Habíamos comenzado el reinado de Felipe IV con un soneto. Vamos a cerrarlo con otro, éste de Quevedo, que describe con intensidad lírica su decadencia y la de España:

Miré los muros de la patria mía,

si un tiempo fuertes, ya desmoronados,

de la carrera de la edad cansados,

por quien caduca ya su valentía.

Salíme al campo, vi que el sol bebía

los arroyos del hielo desatados;

y del monte, quejosos, los ganados,

que con sombras hurtó su luz al día.

Entré en mi casa, vi que amancillada

de anciana habitación era despojos;

mi báculo más corvo y menos fuerte,

vencida de la edad sentí mi espada

y no hallé cosa en que poner los ojos

que no fuese recuerdo de la muerte.

CAPÍTULO 61
El rey hechizado

Carlos II, concebido casi milagrosamente de zurrapas seminales, en el último coito de su decrépito padre, es el producto final de docenas de cruzamientos consanguíneos a lo largo de unos cuantos siglos. Era hijo de tío y sobrina unidos con doble vínculo, y cinco de sus ocho bisabuelos eran descendientes directos de Juana la Loca. En su persona concurrían las deficiencias nefríticas del padre, la hipocondría del abuelo, la gota del bisabuelo y la epilepsia del tatarabuelo. Además, era esquizofrénico paranoide. Nació cubierto de costras y tan raquítico que decidieron no mostrarlo a la Corte, como exigía el protocolo. En sus primeros meses, lo criaron entre algodones, la incubadora de entonces; tardó dos años en echar los dientes; sólo se destetó de sus catorce nodrizas cuando cumplió los cuatro años; comenzó a caminar después de los cinco, y aprendió a leer y escribir, a duras penas, ya adolescente. Era canijo, ojos saltones, carnes lechosas, con una nariz enorme que le caía sobre el labio flojo de la mandíbula fieramente prognática. No hay más que ver los retratos que le hizo Claudio Coello, aunque procuró favorecerlo dentro de lo posible. Villars lo despachó en una frase: «Asusta de feo.» El embajador francés gastó más prosa: «[Es] de aspecto enfermizo, frente estrecha, mirada incierta, labio caído, cuerpo desmedrado y torpe de gestos.» El pobre monarca se pasó la vida entre médicos pomposos e ignorantes, santas reliquias, exorcismos y sahumerios. Su confesor y dos frailes dormían en su alcoba para guardarlo del diablo.
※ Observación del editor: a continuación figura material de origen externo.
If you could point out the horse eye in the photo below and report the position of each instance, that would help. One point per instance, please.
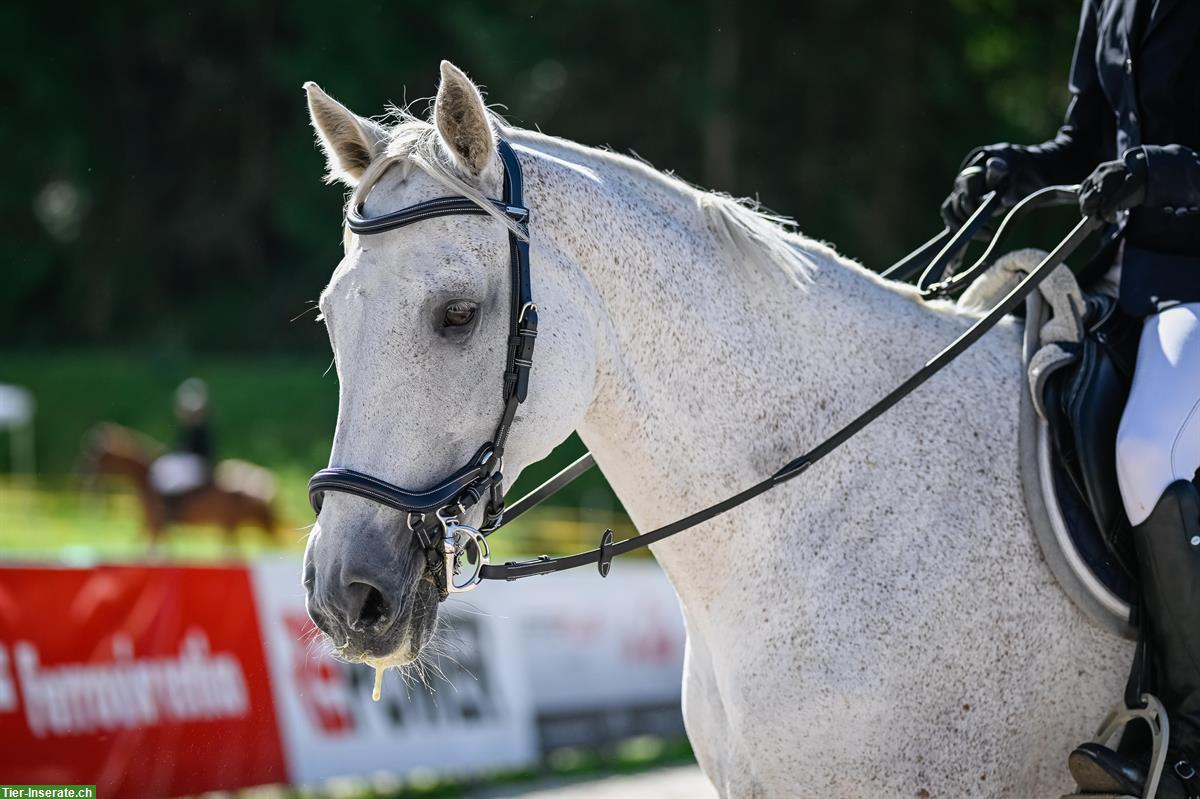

Cuando Carlos cumplió los catorce lo casaron con María Luisa de Orleans, sobrina del rey de Francia, una morenaza de grandes ojos negros y el vello del pubis reducido y espeso (precisión que obtenemos de un informe médico). De sus retratos y descripciones se deduce que estaba buena («de famoso arte y cuerpo, alta proporcionadamente, airosa y bien entallada»). Y procedía de casta paridora. ¿Qué más se puede pedir? Hubo que solicitar dispensa al Papa porque, como de costumbre, los contrayentes eran parientes (ella, biznieta de Felipe II).